Seemingly unperturbed by 18-metre goal squares, the footballing gods have delivered a preliminary final weekend for the ages.
Hawthorn and Greater Western Sydney now vanquished, and the AFL’s final four ready to do battle.
The ‘blockbuster’ tag for Friday night’s Tigers-Magpies clash somehow perfectly apt and an under-sell at the same time.
In Richmond, we have the – surely soon to be lost – combination of dynasty-chasing incumbent and people’s champion.
Their long-time black and white foe looms as the perfect underdog, with Collingwood light on expectation yet justifiably heavy on self-belief.
Together at the home of football, a neighbourly spat playing out under street lights.
In the background – faint but resolute – can be heard the sound of Nathan Buckley’s own ‘redemption song’.
This season’s beard and spreading-grin a hint of hard-earned joie de vivre for the Pies coach.
Buckley – like his adversary, Damien Hardwick, before him – enjoying that rare form of liberation derived from confronting your own coaching mortality and surviving to tell the tale.
At peace, and yet still covered in invisible scars that only a premiership will ever properly heal.
And then the Demons head west, sprinkled in fairy dust.
An interstate circuit-breaker that offers Melbourne the chance to reflect on two hugely significant finals wins, but more importantly the two that remain.
After all, premiership droughts are funny beasts.
Sometimes your best chance to break them is when you are seemingly not ready to.
Wait a year or two and you risk the curse seeing you coming.
It was the Demons I had to thank for finding myself in near-freezing conditions at North Port Oval on Saturday afternoon.
The VFL preliminary final between my Bombers seconds and the Casey Demons representing an outlet for the mix of AFL finals bonhomie and envy which gripped me after being ringside for Melbourne’s stirring win over the Hawks.
The sea of colourful VB and Carlton Draught cans that greeted me on entry to the Port Melbourne ground lending a Christmas in September-like festivity to proceedings.

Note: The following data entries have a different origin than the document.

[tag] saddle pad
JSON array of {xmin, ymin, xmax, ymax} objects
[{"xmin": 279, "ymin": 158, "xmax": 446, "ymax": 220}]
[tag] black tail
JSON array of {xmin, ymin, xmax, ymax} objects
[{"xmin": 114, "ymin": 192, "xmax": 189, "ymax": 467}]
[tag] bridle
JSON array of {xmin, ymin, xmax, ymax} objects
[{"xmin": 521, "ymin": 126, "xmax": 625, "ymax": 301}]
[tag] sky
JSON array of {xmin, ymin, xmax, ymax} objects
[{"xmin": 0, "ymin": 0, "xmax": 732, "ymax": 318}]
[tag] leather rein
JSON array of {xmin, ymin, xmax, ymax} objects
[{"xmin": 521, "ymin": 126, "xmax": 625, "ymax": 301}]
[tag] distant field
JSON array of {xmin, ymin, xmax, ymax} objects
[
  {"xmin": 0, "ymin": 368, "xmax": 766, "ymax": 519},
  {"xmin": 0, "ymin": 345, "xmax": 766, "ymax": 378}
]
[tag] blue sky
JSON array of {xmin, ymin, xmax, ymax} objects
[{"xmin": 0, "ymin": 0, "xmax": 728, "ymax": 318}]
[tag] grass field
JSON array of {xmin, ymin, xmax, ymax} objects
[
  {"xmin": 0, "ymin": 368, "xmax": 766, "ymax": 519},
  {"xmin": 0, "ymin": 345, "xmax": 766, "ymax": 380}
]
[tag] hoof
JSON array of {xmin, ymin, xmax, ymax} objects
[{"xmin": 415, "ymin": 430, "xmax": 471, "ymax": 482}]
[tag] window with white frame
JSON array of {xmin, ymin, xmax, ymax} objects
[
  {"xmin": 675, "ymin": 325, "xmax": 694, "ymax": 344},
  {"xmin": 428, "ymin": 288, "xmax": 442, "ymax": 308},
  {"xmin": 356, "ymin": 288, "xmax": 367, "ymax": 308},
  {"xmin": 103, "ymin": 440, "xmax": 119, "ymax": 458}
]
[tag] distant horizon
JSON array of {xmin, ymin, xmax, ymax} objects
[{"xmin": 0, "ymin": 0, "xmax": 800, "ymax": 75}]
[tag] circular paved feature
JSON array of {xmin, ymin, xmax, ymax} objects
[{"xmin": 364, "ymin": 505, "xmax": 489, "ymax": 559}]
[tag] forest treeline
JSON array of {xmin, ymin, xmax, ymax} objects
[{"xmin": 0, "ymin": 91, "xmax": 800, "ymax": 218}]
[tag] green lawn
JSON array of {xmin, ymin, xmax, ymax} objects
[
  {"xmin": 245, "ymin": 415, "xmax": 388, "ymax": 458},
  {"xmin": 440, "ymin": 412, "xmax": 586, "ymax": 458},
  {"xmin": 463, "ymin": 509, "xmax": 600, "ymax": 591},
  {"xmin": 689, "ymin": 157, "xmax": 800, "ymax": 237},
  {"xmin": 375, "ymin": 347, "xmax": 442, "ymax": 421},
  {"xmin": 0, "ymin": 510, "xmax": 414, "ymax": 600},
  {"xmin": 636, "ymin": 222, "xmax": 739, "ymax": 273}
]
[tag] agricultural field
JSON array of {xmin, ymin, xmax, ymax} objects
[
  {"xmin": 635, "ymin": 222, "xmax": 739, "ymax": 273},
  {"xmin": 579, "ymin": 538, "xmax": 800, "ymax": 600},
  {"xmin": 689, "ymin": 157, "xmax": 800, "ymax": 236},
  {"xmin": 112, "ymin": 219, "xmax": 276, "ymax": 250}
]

Hooded senior Melbourne players doing their best take on paparazzi-shy Hollywood celebrities, all the while struggling to conceal the excitement from the previous night’s heroics written large on their faces.

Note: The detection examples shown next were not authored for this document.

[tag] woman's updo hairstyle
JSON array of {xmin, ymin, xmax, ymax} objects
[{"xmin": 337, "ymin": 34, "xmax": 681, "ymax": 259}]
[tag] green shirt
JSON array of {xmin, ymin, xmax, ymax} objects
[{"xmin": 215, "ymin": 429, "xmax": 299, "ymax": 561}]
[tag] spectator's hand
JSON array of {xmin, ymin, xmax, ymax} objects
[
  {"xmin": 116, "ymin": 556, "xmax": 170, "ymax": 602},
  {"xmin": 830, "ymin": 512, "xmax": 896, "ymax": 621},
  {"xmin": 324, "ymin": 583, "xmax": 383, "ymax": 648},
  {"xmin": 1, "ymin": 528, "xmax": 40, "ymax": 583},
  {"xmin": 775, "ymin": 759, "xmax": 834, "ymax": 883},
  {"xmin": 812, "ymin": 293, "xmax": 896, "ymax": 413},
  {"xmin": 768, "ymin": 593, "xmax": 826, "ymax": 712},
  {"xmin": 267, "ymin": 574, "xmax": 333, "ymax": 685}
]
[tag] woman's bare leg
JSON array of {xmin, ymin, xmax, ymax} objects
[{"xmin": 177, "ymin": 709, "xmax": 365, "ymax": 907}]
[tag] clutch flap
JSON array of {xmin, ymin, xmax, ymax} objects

Bitterly cold, raining and only a solitary, old maxed-out grandstand for shelter, and yet smiles all round.
Fans revelling in a viable contemporary old-school footy experience.
But I digress.
Back to Perth and a relatively muted Eagles outfit standing very much on the outside looking in.
Of course, much of that owes to Victorian football navel-gazing.
But there is also the lingering stain of its 2015 grand final no-show, coupled with Nic Naitanui’s latest knee injury and Andrew Gaffe’s pre-free agency whack, which has conspired to let the air out of West Coast’s tyres.
Yet, while they may not enjoy the same level of outside interest, the Eagles arguably possess the joker in the finals pack.
In fit-again Josh Kennedy, Jack Darling and swingman Jeremy McGovern, West Coast boasts a cast of throwback, blue-chip gorillas capable of challenging the in vogue small-forward set-up.
Telling perhaps that Richmond, that has done most to debunk the ‘tall forwards win finals’ theory, still feels the need to acquire marquee big man Tom Lynch this off-season.
And now we must wait for these two preliminary finals that promise so much.
Reminding ourselves to savour a penultimate weekend of football that so often surpasses the one that it spawns.